Look What I Uncovered

10 Mar

My plan today was to grab and album, scan a picture, type a few quirky descriptions, and call it a blog.  That was before my random pick turned out to be this photo:

Okay, I can’t help myself, here are a few quirky descriptions:  My shirt?  Velour.  My sister?  Cute.  Me?  Not so much, but a little tanner than I knew my body was capable of being.

This picture was taken on a family vacation to Denver where we stumbled upon this rhinoceros fossil that was found in, yes, squint to read it folks, none other than Ainsworth, Nebraska.

I vaguely remember being told by my parents that it was discovered very near our house, in fact I know the exact spot just north of home from which I imagined it’s excavation took place.  And yet, this was something that I don’t remember ever being talked about in school, or in town history.

After a few, very brief google searches, I have determined that this was discovered by resident and paleontologist Morris Skinner.  The name is completely familiar, but I might just be confusing it with Skinner’s Motor Court – the only thing in Ainsworth I can think of that bare’s the name.

So what’s the story?  If you know, tell me.  In the mean time I plan to put on my straw fedora and do a little digging of my own.  This could be the new Baby Goo-Goo mystery of the year.


Not the Eddie Murphy version

9 Mar

We have a new obsession at our house. It’s The Voyages of Doctor Dolittle by Hugh Lofting.

Oh, what joy the digital pages of that free download are bringing my boys. I’m telling you – public domain books are where it’s at.

Not only is it a charming little read with fanciful ideas and interesting characters – reading it via Kindle for iPad (if you want to get specific) is super super fun. Yep. You read that right. Super. Super. Fun.
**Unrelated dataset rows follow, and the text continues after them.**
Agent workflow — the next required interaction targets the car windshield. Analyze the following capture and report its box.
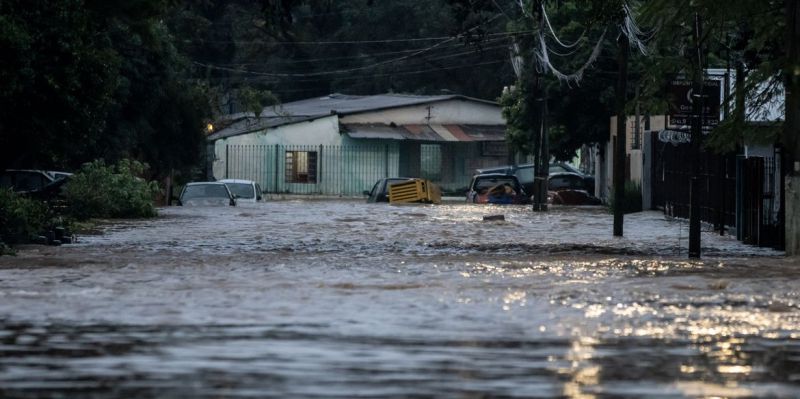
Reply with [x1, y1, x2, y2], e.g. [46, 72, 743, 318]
[225, 183, 255, 199]
[182, 184, 230, 200]
[474, 177, 518, 191]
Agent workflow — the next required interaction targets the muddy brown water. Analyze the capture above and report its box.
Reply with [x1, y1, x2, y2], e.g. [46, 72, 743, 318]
[0, 200, 798, 398]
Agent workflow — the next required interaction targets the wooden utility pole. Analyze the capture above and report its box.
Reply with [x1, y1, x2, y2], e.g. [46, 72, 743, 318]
[530, 0, 548, 212]
[613, 31, 629, 236]
[785, 0, 800, 255]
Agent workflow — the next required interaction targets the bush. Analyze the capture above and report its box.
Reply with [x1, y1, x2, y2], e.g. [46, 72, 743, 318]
[608, 181, 642, 214]
[65, 159, 159, 220]
[0, 188, 50, 248]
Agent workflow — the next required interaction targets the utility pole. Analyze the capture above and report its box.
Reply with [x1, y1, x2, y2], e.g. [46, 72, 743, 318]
[688, 13, 704, 258]
[535, 84, 549, 211]
[785, 0, 800, 255]
[613, 30, 629, 236]
[529, 0, 548, 212]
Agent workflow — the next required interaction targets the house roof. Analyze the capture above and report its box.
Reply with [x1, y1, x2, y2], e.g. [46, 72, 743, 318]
[341, 123, 505, 142]
[207, 115, 314, 141]
[259, 93, 498, 118]
[208, 93, 503, 142]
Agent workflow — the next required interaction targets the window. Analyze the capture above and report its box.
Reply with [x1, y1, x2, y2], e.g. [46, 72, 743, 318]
[285, 151, 317, 183]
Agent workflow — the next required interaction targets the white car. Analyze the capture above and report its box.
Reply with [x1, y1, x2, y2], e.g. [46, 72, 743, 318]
[219, 179, 263, 203]
[178, 182, 236, 206]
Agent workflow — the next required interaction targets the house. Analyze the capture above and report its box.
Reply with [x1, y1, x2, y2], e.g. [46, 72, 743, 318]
[207, 93, 509, 195]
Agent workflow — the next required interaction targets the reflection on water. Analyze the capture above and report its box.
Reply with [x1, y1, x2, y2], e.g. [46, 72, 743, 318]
[0, 200, 798, 398]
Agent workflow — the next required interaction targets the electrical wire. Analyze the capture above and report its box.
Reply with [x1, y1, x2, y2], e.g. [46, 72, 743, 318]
[193, 14, 505, 78]
[186, 27, 525, 46]
[540, 2, 586, 49]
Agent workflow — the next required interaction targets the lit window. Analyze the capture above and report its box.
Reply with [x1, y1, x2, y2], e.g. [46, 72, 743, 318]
[285, 151, 317, 183]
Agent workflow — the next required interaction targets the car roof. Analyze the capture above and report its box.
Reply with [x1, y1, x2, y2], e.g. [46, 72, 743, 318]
[186, 181, 228, 186]
[473, 173, 520, 180]
[218, 179, 256, 184]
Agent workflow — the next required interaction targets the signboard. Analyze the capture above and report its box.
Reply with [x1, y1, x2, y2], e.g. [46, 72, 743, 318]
[667, 78, 721, 131]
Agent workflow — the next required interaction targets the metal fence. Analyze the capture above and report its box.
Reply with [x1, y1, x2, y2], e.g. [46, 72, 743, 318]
[224, 144, 400, 196]
[650, 131, 784, 249]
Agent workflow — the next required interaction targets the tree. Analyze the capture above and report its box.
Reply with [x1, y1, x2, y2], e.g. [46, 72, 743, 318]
[0, 0, 210, 177]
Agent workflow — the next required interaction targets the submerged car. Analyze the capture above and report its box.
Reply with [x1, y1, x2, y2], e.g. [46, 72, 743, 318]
[547, 172, 602, 206]
[475, 162, 594, 194]
[1, 169, 72, 193]
[466, 174, 530, 204]
[363, 177, 414, 203]
[178, 182, 236, 206]
[219, 179, 262, 203]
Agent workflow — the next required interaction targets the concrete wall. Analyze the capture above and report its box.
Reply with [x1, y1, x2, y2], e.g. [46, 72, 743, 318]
[599, 115, 668, 202]
[212, 116, 341, 180]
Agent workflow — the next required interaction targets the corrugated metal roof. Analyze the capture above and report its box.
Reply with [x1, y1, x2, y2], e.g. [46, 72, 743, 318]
[342, 124, 505, 142]
[260, 93, 498, 118]
[207, 116, 313, 141]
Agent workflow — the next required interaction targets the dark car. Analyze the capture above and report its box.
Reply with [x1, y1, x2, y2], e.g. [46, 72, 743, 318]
[466, 174, 530, 204]
[475, 162, 595, 194]
[363, 178, 413, 203]
[547, 172, 602, 205]
[1, 169, 72, 193]
[178, 182, 236, 206]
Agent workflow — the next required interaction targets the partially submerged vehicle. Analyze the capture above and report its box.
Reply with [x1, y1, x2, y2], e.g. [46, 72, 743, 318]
[178, 182, 236, 206]
[475, 162, 595, 194]
[364, 178, 414, 203]
[364, 177, 441, 204]
[466, 174, 530, 205]
[1, 169, 72, 194]
[219, 179, 262, 203]
[547, 172, 602, 206]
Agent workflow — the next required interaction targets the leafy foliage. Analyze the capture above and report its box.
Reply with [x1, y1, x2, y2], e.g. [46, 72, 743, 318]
[0, 0, 209, 177]
[64, 159, 159, 220]
[608, 181, 642, 214]
[0, 189, 50, 248]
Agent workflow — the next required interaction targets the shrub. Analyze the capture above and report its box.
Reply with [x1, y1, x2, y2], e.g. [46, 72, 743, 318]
[65, 159, 159, 220]
[608, 181, 643, 214]
[0, 188, 49, 248]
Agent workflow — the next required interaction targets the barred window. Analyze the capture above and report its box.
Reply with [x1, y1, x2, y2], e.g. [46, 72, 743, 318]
[285, 151, 317, 183]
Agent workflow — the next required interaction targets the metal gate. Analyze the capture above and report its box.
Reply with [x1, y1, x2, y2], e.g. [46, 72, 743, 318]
[650, 131, 784, 249]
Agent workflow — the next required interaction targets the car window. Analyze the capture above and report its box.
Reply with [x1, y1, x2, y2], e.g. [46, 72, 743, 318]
[225, 183, 255, 199]
[368, 180, 381, 196]
[182, 184, 230, 200]
[10, 172, 50, 191]
[514, 167, 534, 183]
[474, 177, 518, 190]
[549, 165, 569, 174]
[549, 176, 584, 190]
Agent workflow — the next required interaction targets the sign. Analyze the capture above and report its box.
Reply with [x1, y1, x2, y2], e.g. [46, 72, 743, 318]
[667, 78, 721, 131]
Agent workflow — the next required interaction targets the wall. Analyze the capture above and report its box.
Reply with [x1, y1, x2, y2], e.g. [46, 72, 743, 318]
[599, 115, 668, 201]
[212, 115, 340, 181]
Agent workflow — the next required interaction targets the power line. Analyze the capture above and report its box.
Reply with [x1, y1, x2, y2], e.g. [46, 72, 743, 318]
[188, 59, 509, 85]
[207, 34, 516, 67]
[184, 28, 527, 46]
[193, 14, 506, 78]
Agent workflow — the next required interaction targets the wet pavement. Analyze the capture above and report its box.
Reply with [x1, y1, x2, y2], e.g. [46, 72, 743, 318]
[0, 200, 798, 398]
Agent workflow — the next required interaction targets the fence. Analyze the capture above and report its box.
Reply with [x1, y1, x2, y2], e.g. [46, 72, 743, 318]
[650, 131, 784, 249]
[224, 144, 401, 196]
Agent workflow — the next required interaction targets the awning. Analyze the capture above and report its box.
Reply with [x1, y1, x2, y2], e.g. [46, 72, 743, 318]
[342, 124, 506, 142]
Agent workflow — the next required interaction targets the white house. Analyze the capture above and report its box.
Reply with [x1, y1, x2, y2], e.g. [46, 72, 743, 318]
[208, 93, 509, 195]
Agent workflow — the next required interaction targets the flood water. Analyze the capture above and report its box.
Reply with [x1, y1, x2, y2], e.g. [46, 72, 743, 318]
[0, 200, 798, 398]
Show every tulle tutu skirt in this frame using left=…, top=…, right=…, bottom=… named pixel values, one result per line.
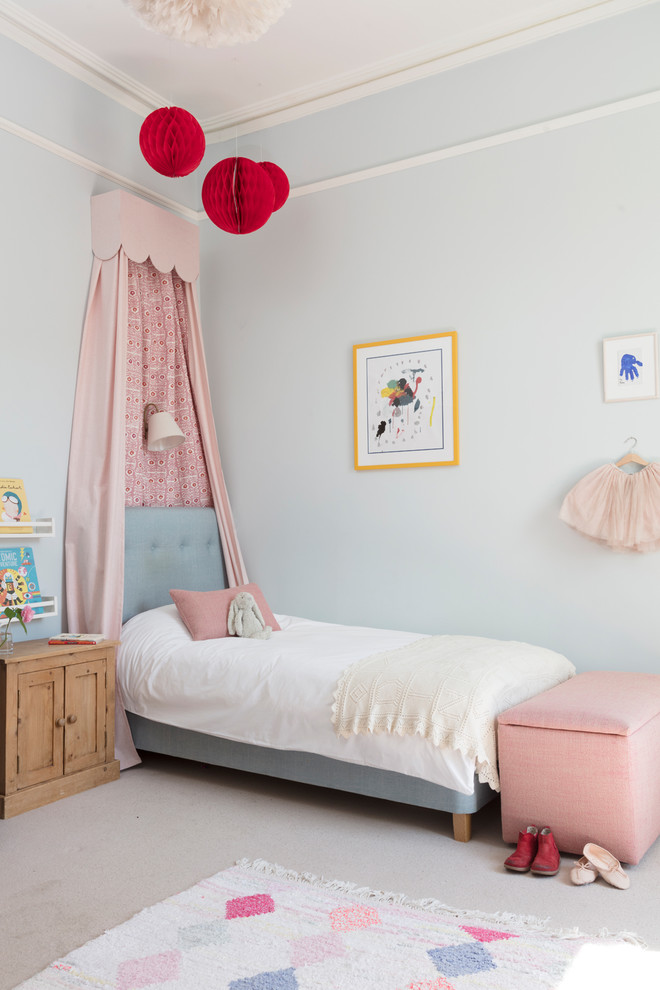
left=560, top=463, right=660, bottom=552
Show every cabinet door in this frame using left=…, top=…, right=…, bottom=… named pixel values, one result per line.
left=16, top=667, right=65, bottom=788
left=64, top=658, right=107, bottom=774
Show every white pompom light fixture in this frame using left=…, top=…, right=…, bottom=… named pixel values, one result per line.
left=125, top=0, right=292, bottom=46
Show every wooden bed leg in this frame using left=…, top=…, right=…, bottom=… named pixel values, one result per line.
left=452, top=813, right=471, bottom=842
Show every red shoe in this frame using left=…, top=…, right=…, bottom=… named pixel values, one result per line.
left=530, top=826, right=561, bottom=876
left=504, top=825, right=538, bottom=872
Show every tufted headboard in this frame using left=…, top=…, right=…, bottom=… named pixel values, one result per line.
left=122, top=507, right=227, bottom=624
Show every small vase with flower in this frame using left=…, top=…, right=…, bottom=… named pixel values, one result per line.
left=0, top=604, right=35, bottom=656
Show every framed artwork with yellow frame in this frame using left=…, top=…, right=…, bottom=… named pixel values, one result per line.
left=353, top=331, right=459, bottom=470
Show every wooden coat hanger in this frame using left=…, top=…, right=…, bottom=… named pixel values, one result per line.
left=616, top=437, right=649, bottom=467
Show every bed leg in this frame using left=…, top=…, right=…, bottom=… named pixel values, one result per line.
left=452, top=813, right=471, bottom=842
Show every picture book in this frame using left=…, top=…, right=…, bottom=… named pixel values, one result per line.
left=48, top=634, right=105, bottom=645
left=0, top=546, right=42, bottom=610
left=0, top=478, right=32, bottom=534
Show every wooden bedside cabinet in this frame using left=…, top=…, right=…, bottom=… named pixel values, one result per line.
left=0, top=638, right=120, bottom=818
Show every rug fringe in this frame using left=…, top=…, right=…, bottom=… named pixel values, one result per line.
left=235, top=858, right=646, bottom=948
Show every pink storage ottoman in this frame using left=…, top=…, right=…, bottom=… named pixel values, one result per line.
left=498, top=671, right=660, bottom=865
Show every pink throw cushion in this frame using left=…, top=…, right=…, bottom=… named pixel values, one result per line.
left=170, top=584, right=281, bottom=640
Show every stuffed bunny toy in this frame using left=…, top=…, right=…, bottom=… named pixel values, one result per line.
left=227, top=591, right=272, bottom=640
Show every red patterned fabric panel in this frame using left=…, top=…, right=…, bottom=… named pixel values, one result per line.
left=125, top=258, right=212, bottom=507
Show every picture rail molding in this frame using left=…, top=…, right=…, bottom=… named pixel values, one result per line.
left=0, top=115, right=200, bottom=223
left=2, top=86, right=660, bottom=219
left=289, top=89, right=660, bottom=200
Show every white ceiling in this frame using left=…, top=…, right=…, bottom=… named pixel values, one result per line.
left=1, top=0, right=648, bottom=137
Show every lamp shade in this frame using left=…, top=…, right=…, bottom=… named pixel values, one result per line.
left=202, top=157, right=275, bottom=234
left=147, top=411, right=186, bottom=450
left=139, top=107, right=206, bottom=177
left=259, top=162, right=289, bottom=211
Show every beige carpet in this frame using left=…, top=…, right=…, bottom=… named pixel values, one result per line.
left=2, top=752, right=658, bottom=988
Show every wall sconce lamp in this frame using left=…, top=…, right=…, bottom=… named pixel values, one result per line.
left=143, top=403, right=185, bottom=451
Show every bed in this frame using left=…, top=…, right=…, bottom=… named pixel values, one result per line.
left=119, top=507, right=575, bottom=842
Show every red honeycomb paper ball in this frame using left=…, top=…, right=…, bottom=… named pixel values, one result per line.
left=139, top=107, right=206, bottom=178
left=259, top=162, right=290, bottom=211
left=202, top=157, right=275, bottom=234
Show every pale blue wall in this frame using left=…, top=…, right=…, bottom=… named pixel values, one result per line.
left=0, top=32, right=175, bottom=642
left=0, top=34, right=200, bottom=209
left=3, top=4, right=660, bottom=672
left=1, top=127, right=99, bottom=642
left=200, top=6, right=660, bottom=673
left=204, top=3, right=660, bottom=188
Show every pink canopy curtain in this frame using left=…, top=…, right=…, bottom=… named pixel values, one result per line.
left=65, top=190, right=248, bottom=769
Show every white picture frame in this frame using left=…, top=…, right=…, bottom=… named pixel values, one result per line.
left=602, top=332, right=659, bottom=403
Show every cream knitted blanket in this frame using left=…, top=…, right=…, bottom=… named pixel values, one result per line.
left=332, top=634, right=575, bottom=790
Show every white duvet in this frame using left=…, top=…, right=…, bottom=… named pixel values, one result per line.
left=118, top=606, right=481, bottom=794
left=118, top=606, right=573, bottom=796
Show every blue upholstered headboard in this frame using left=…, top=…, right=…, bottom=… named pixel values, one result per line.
left=123, top=507, right=227, bottom=624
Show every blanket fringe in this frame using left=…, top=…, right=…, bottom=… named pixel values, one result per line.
left=235, top=858, right=646, bottom=948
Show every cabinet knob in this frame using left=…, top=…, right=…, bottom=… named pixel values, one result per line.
left=67, top=714, right=78, bottom=724
left=56, top=718, right=66, bottom=727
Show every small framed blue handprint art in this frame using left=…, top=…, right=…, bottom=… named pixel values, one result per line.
left=603, top=331, right=658, bottom=402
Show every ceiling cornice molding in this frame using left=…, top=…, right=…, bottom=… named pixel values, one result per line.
left=0, top=0, right=162, bottom=115
left=201, top=0, right=655, bottom=142
left=0, top=0, right=653, bottom=138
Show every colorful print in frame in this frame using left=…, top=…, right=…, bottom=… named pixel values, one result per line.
left=353, top=331, right=458, bottom=470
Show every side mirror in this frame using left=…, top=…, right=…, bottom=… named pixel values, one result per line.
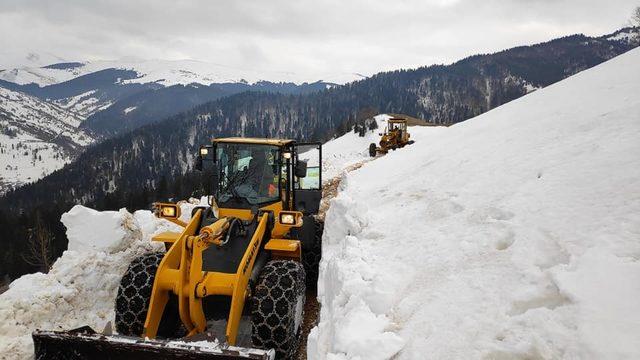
left=210, top=163, right=219, bottom=192
left=196, top=146, right=213, bottom=171
left=295, top=160, right=308, bottom=178
left=195, top=154, right=203, bottom=171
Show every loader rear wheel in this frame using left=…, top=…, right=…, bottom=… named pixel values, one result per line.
left=114, top=252, right=180, bottom=338
left=369, top=143, right=377, bottom=157
left=251, top=260, right=306, bottom=359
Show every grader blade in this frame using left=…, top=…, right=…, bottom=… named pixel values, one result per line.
left=33, top=328, right=274, bottom=360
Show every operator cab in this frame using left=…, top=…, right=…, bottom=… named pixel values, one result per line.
left=388, top=118, right=407, bottom=135
left=195, top=137, right=322, bottom=215
left=387, top=118, right=409, bottom=141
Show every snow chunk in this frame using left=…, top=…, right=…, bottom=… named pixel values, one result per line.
left=62, top=205, right=140, bottom=253
left=0, top=206, right=165, bottom=358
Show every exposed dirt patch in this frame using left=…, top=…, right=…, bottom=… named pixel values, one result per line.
left=296, top=288, right=319, bottom=360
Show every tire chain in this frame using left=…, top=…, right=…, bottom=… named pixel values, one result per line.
left=251, top=260, right=306, bottom=359
left=114, top=252, right=165, bottom=336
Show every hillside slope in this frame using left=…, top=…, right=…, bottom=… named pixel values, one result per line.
left=309, top=48, right=640, bottom=359
left=0, top=86, right=93, bottom=193
left=0, top=28, right=638, bottom=282
left=4, top=28, right=638, bottom=211
left=79, top=81, right=332, bottom=137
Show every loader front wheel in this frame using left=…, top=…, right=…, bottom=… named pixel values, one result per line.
left=369, top=143, right=377, bottom=157
left=114, top=252, right=180, bottom=338
left=251, top=260, right=306, bottom=359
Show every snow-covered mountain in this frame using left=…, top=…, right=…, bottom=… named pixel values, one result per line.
left=0, top=45, right=638, bottom=359
left=605, top=26, right=640, bottom=44
left=0, top=86, right=93, bottom=193
left=50, top=89, right=116, bottom=119
left=310, top=47, right=640, bottom=359
left=0, top=64, right=339, bottom=191
left=3, top=26, right=637, bottom=89
left=0, top=58, right=366, bottom=87
left=2, top=27, right=638, bottom=211
left=0, top=58, right=351, bottom=142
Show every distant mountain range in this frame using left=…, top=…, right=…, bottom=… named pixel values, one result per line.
left=0, top=27, right=638, bottom=279
left=0, top=60, right=349, bottom=192
left=0, top=58, right=366, bottom=87
left=3, top=26, right=637, bottom=205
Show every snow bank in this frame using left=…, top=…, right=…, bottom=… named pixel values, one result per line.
left=309, top=48, right=640, bottom=359
left=0, top=201, right=201, bottom=359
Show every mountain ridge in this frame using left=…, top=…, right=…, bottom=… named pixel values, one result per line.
left=0, top=27, right=638, bottom=279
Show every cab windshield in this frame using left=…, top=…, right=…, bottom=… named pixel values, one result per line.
left=215, top=143, right=281, bottom=206
left=389, top=122, right=405, bottom=131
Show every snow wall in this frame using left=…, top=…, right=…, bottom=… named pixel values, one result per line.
left=308, top=48, right=640, bottom=359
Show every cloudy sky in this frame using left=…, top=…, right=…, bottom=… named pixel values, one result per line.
left=0, top=0, right=637, bottom=80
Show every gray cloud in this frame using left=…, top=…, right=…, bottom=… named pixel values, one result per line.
left=0, top=0, right=637, bottom=79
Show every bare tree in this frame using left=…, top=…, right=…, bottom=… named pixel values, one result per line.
left=633, top=6, right=640, bottom=27
left=22, top=212, right=54, bottom=273
left=0, top=275, right=10, bottom=294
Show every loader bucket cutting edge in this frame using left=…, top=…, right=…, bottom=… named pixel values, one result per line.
left=33, top=329, right=275, bottom=360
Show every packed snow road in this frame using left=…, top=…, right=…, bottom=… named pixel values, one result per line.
left=308, top=48, right=640, bottom=359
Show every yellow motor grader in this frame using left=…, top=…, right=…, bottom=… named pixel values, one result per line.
left=33, top=138, right=323, bottom=360
left=369, top=117, right=414, bottom=157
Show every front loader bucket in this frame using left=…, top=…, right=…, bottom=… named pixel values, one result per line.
left=33, top=328, right=274, bottom=360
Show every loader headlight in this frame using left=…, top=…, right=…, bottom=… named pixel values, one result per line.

See, the book is packed full of all sorts of geographical and zoological references. Some real. Some less than so. For instance, when the Purple Bird of Paradise flew over the Azores we could immediately Google both. Azores: real. Purple Bird of Paradise: less than so. Photographs of the beautiful localle now flood our mind while images of a swooping feathery wonder flood our mind’s eye.

Another tidbit learned whilst researching: The Fidgit Fish is a creation of Hugh Lofting, whereas the little guy’s most frightful nemesis, the Dogfish, is a creation of God (read: REAL). Imagine how hungry the Dogfish has been all these years searching for his make-believe snack!

My suggestion is this: Get yourself a Kindle (advertisement endorsment, please), or an iPhone (pretty please), or an iPad (Apple, do you hear me?), or a really relevant set of Encyclopedias that follow you around as you read, and sit down with this classic. Its fusion of fact and fantasy is fascinating. Find the stuff at your fingertips and Flash! – fiction fun.